Felsenmusick - The Weblog of Daniel Felsenfeld
The Web Log of a Certain Daniel Felsenfeld: Composer, critic, avid reader, aspiring
bon vivant, capricorn, shadowy figure, advice for the lovelorn

Sunday, April 02, 2006

"If we can just find a way to get rid of these writers and directors, we'd really have something"

I am not sure if I ought to be horrified or amused by this article in the Times which takes up ever-dwindling space in the Arts section to discuss the creation of a song by a thoroughly untalented, untrained writer via some fantastic new looping software. Apparently it is, according to Nic Harcourt of Morning Becomes Eclectic, good that people flex their creative muscles, it tears down a barrier, and it is in line with the fact that people who don't have musical training write a lot of hit songs already.

I've said it before and I'll say it again: one can only blink. Just another example of the MySpace-ization of the Times, and another example of how easy putting of block A and block B next to one another passes for "creativity." Breaking down a barrier? How, from those talented mongrel hordes who keep all the art to themselves--let us who don't want to learn have a piece as well?

I do understand that there's a difference between writing a song for MySpace and making a good string quartet or opera. But soon, will there be a program for that as well?

I move for amatuers to take over Morning Becomes Eclectic.

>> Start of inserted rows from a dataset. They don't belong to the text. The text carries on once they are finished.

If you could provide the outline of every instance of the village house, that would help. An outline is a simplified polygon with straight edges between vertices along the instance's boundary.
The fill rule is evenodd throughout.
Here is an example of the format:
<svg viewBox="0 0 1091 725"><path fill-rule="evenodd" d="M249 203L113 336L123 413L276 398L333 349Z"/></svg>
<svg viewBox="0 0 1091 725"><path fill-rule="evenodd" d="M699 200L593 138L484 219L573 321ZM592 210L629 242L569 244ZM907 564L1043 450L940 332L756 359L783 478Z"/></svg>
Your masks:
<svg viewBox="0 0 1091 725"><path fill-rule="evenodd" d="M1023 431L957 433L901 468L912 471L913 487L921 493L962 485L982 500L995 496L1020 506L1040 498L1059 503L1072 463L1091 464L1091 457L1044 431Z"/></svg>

After all, those people with culture and purview who have spent time investigating their topics have hogged the mic long enough.

2 Comments:

Blogger Daniel said...

It is interesting to call punk rock, with its willful and famously vaunted inability to play an instrument, a school. I don't disagree with the personal empowerment of it all, nor do I disagree with the idea that from this occasionally someone rises out of the mire and becomes great. I really don't. What bothers me so tremendoulsy--and here is where I think i DO have to worry--is that the lack of musical understanding in our culture crossed with this new DIY at-home technology is going to make those of us with talent more of a pariah. Or will resign our years of work and toil to the dustbin of "that's what the gifted do," off in a corner, alone.

Or, push it there more than it is.

I suppose it would be akin to a program where a full screenplay could be authored in seconds, then the movie cobbled together in half an hour. It would be great fun, be responsible for a lot of very slick-looking bad movies, and give a lot of people a sense that they know what they are doing. Yes, from this lot we'd get another Greenaway or Scorsese or Antonioni or whatever, but not until a lot of the users pursued grants and schools and careers believing that what they were doing was good--and the art climate being what it is, there would be honors granted because, well, many people on panels or admissions committees would find personal resonance with the dilettante factor.

I am not saying this looping software is the end; I am saying it is just another thing against which we trained people will be compared. It gets people thinking "why are they all working so hard? It seems so easy." That's a little dangerous.

7:40 AM  
Blogger Joe Ardent said...

The cream always rises, and the advent of tools such as these can only, in the long run, serve to both broaden the audience, as well as engender real respect for those that can actually make something amazing and beautiful.